CEO Inter Milan, Beppe Marotta, menilai AC Milan kini berpeluang lebih besar untuk meraih gelar Scudetto musim ini. Keunggulan tersebut didapat Rossoneri karena hanya fokus berkompetisi di Serie A, tanpa harus terbagi dengan agenda lain.
Milan Diuntungkan Jadwal Padat Inter
Pernyataan Marotta ini dilontarkan usai menyaksikan timnya, Inter Milan, memastikan lolos ke semifinal Coppa Italia 2025/2026. Inter berhasil mengalahkan Torino dengan skor 2-1 pada pertandingan yang digelar Kamis (5/2/2026) dini hari WIB. Gol kemenangan Inter dicetak oleh Ange Yoan-Bonny dan Andy Diouf.
Dalam laga tersebut, Inter memang terlihat merotasi skuadnya. Dua pemain muda dari tim primavera, Matteo Cocchi dan Issiaka Kamate, diturunkan sebagai starter. Bahkan, Josef Martinez terpaksa dipasang sebagai penjaga gawang. Keputusan ini diambil mengingat padatnya jadwal Inter sepanjang Februari, yang mencakup tujuh pertandingan di berbagai ajang.
Inter dijadwalkan melakoni dua leg pertandingan playoff Liga Champions melawan Bodo/Glimt. Selain itu, mereka juga akan menghadapi Juventus pada 15 Februari, sebuah laga krusial melawan salah satu pesaing utama di papan atas klasemen Serie A.
Keuntungan Kompetisi Tunggal
Meskipun Inter Milan saat ini memuncaki klasemen Serie A dengan keunggulan lima poin atas rival terdekatnya, AC Milan, Marotta melihat tim asuhan Stefano Pioli memiliki keuntungan signifikan. Keuntungan tersebut terletak pada fokus penuh mereka di liga domestik.

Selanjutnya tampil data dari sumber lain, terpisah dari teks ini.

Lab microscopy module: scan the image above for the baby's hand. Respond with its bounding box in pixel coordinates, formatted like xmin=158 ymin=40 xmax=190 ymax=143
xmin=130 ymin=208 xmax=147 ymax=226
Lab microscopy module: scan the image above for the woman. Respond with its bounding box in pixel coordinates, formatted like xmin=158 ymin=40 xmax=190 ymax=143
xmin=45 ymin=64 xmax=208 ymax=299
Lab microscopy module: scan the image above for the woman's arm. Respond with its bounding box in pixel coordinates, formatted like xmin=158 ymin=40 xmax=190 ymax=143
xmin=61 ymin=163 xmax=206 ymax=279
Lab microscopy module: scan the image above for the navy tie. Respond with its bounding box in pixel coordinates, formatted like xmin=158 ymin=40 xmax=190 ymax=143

“Ini bukan cuma duel dengan Milan, tapi semua tim di papan atas, karena mereka semua ingin mendapat hasil maksimal. Sepakbola sekarang beda dengan dulu, jadi keuntungan tentunya untuk Milan sebagai satu-satunya tim di papan atas yang cuma main di satu kompetisi,” ujar Marotta seperti dikutip dari Football Italia.
Marotta menambahkan bahwa Inter tidak akan menyerah begitu saja. Ia menekankan pengalaman timnya musim lalu yang bermain 64 pertandingan, berhasil mencapai final Liga Champions, dan bersaing ketat dalam perburuan Scudetto.
“Kami sudah terbiasa dengan banyak pertandingan, kami bermain 64 kali musim lalu, lolos ke final Liga Champions dan bertarung sampai akhir untuk Scudetto. Kami tidak boleh menyerah, kami harus berjuang keras dengan segala permasalahan fisik serta psikologis yang datang karena jadwal padat ini,” tegasnya.